The church bears the brunt of the load for discipleship and intimate relationships. This takes the pressure off the team to do everything. As a team, we are freed up to focus on developing them as mature missionaries and ministers.
There is a lot of overlap for me, personally. Ninety percent of our teammates are in the same local church here. I serve as an elder in that church, so I am pastoring my team and not just leading them as a boss. But the lines between what team is expected to do and what church does are pretty clear.
AJ: Do you generally find that those who are interested in overseas work are well-developed and prepared for it? Is there any practical skill or area of maturity that those who join you seem to consistently lack?
CN: Because so many churches have college ministries that are making good disciples, we’ve been pleasantly surprised at how well-equipped people are when they arrive.
One missing piece has been the cross-cultural component—white culture in America swallows everything, so we have to work hard to teach them that East Asia isn’t just like America. The things they hate about the culture here aren’t any more sinful than the sinful parts of American culture they may love.
New teammates are sometimes missing life skills like budgeting or scheduling because many are still college students or recent graduates. Sabbath rest has never been a part of many of their lives. Those things aren’t just essential for the mission field—they’re life skills that all of us need. They won’t get you to the field but they may take you off
AJ: What are some ways you continue to develop your team members for life overseas once they join you?
CN: We have had teammates who loved campus ministry but not the church. It was a battle moving them toward local church-centered work and deep connection to a local church, but all of our teammates have left loving the local church more.
We often talk about our identities as the people of God, because we want all our doing to flow out of believing. I want them to grow in an understanding of who God has made them in both the natural (personality) and supernatural (gifting), so they can steward their gifts and relationships for the glory of God.
Many areas for development have room for individual differences. Take evangelism for example. Everyone on our team does evangelism, but the way that looks for a person with a mercy gift will be different than the way it looks for someone with the gift of teaching.
We also encourage teammates to develop and go deep with a few relationships in order to go broad with the Gospel. Most of our teammates aren’t investing in dozens of people. They may have to meet dozens to find three to five people to pour their lives into.
AJ: I’m sure you’ve seen those who experienced difficulty in their development and time overseas, and there were some who excelled. What made the difference?

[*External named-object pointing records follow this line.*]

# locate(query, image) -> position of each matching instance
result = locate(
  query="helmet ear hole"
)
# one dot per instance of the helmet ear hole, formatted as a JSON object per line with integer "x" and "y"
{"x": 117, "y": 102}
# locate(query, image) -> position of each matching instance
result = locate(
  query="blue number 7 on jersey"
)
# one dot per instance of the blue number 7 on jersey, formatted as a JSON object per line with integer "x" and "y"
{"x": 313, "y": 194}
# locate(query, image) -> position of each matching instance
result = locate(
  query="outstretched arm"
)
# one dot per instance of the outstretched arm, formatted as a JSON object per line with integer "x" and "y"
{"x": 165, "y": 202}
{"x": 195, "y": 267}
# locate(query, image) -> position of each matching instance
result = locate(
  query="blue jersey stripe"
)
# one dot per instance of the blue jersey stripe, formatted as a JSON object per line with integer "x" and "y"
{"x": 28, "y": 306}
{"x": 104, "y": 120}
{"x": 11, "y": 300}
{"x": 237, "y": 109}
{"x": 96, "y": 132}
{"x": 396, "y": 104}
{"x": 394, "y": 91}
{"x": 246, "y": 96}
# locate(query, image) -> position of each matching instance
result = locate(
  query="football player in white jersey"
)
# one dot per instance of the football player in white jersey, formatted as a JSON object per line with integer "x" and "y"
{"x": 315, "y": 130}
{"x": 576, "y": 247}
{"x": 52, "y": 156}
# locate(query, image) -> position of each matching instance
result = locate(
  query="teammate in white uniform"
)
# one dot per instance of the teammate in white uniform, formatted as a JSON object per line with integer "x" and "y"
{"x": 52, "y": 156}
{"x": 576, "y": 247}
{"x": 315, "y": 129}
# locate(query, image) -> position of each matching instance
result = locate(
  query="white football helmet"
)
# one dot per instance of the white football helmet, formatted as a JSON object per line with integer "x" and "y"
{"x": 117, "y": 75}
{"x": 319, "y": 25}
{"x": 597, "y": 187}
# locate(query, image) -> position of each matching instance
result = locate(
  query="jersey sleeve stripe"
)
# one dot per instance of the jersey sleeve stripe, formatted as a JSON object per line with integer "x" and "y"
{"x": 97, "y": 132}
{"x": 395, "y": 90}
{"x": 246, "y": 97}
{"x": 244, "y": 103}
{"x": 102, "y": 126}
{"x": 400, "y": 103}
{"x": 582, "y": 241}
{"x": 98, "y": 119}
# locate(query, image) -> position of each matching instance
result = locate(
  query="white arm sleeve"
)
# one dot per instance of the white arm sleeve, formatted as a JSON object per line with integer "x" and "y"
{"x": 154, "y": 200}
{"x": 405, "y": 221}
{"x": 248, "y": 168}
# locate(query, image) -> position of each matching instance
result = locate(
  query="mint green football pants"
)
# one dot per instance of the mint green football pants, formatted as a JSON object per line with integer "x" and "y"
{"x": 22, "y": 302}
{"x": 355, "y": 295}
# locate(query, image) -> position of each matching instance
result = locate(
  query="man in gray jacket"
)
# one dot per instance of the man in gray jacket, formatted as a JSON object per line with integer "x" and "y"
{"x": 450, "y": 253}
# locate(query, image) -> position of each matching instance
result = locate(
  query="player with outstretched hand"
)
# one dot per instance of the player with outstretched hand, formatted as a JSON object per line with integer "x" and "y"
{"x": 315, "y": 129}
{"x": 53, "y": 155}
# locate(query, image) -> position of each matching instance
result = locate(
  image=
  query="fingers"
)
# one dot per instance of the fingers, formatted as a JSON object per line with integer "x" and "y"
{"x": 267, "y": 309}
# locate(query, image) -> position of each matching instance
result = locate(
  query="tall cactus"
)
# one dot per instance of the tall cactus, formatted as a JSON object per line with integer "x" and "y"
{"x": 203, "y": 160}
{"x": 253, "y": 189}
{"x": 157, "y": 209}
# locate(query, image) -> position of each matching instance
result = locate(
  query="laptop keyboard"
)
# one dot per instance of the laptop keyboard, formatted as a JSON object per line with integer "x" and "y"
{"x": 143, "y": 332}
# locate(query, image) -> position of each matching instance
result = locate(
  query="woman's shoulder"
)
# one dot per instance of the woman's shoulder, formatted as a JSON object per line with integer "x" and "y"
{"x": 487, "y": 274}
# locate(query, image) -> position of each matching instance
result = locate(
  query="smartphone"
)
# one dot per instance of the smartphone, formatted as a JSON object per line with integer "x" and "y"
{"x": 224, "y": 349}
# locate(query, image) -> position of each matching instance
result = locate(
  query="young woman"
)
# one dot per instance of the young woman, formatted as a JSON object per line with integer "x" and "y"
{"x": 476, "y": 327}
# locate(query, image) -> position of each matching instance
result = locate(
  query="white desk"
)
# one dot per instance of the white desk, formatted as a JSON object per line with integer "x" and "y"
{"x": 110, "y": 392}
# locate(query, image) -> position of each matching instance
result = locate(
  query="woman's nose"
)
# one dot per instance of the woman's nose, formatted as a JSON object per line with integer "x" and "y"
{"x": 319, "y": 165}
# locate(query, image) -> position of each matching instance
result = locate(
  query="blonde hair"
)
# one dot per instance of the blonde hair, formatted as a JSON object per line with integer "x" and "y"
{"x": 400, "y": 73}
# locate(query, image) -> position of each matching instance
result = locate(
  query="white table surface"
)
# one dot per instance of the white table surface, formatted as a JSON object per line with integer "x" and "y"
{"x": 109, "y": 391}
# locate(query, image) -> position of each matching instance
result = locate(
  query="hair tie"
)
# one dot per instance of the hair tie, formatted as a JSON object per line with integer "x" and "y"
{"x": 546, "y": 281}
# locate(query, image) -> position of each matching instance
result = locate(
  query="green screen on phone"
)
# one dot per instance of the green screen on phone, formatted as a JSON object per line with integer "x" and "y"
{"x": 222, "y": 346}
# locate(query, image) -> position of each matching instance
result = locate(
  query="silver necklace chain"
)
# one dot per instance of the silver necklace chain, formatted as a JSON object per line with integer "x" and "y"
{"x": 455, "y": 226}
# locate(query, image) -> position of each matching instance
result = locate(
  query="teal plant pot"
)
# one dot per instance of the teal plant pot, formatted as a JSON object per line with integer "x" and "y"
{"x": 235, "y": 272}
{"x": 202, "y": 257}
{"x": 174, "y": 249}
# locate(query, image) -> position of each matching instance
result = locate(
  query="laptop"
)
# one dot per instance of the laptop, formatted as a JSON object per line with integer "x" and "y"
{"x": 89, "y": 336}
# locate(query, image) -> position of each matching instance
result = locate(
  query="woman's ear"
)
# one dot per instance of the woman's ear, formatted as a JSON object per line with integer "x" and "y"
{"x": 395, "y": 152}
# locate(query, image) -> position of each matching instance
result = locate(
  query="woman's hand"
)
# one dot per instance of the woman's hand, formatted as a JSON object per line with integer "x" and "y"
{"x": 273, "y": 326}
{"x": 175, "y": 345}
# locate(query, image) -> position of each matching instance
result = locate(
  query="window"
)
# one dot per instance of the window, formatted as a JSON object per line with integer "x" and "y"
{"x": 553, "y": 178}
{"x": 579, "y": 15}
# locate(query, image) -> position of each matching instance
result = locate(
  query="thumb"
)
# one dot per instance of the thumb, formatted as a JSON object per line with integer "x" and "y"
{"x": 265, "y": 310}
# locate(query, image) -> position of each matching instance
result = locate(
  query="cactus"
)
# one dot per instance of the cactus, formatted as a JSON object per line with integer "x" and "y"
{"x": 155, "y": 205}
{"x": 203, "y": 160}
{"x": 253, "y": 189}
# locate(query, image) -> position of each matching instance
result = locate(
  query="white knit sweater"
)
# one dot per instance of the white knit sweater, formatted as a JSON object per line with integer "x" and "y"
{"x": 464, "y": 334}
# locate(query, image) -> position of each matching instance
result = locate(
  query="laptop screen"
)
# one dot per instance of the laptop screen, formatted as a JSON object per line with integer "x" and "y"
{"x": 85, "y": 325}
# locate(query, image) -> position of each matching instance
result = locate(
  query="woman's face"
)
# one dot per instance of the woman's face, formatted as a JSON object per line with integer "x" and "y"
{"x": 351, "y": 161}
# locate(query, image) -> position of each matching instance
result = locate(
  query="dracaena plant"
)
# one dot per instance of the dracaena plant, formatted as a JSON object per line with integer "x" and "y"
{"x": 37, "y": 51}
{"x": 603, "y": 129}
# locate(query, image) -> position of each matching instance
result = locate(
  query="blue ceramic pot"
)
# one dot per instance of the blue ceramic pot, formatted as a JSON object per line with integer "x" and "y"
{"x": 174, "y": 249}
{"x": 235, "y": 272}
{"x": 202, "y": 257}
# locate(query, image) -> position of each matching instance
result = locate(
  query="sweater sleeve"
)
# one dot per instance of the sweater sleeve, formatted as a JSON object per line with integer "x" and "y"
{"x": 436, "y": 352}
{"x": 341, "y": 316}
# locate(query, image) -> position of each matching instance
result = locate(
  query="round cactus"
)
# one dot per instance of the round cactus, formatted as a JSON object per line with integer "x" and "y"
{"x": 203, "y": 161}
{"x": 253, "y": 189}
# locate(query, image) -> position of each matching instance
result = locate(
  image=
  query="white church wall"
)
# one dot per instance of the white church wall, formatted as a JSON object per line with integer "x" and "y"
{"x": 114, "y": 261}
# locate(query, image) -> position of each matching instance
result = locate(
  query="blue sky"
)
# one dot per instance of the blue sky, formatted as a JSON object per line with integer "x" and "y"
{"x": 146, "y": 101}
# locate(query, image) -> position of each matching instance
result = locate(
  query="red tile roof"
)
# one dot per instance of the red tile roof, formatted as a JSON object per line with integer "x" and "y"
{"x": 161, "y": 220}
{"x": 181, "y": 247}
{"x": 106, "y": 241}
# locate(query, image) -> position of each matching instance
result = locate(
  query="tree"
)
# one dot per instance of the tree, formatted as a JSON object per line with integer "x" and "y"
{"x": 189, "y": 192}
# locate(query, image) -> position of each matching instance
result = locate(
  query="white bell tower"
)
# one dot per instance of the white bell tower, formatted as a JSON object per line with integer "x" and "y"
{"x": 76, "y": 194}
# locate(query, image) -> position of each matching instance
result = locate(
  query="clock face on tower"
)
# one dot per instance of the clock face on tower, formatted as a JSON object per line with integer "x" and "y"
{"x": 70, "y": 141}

CN: Humility and teachability are the top two things we’ve seen in successful teammates. You have to come as a learner—about God and the Gospel, about the culture, and about yourself. Those who are willing to do that fare well. Those who think they know all they need and just come to pour it out usually fail miserably.
Almost as important is the willingness to work hard and persevere. There are lots of regular frustrations. Language learning is hard, and cultural acquisition takes time. Sometimes, you just miss your momma. But it changes everything to embrace suffering as a grace from God. Those who do well push through and beg God for singlemindedness.
Lastly, teammates who do well see the church as their family and live deeply in the body of Christ. If you don’t let others bear your burdens, you’ll implode. If you don’t bear theirs, you’ll become a black hole of neediness.
AJ: How would you encourage individuals hoping to work overseas to discover and develop their own particular gifts?
CN: Do in the States what you hope to be doing overseas. Share the Gospel. Make disciples. Pray a lot for the salvation and maturity of people you are pouring into. At the end of the day, you bring yourself with you when you move overseas. Start becoming the kind of person you hope to be when you get overseas.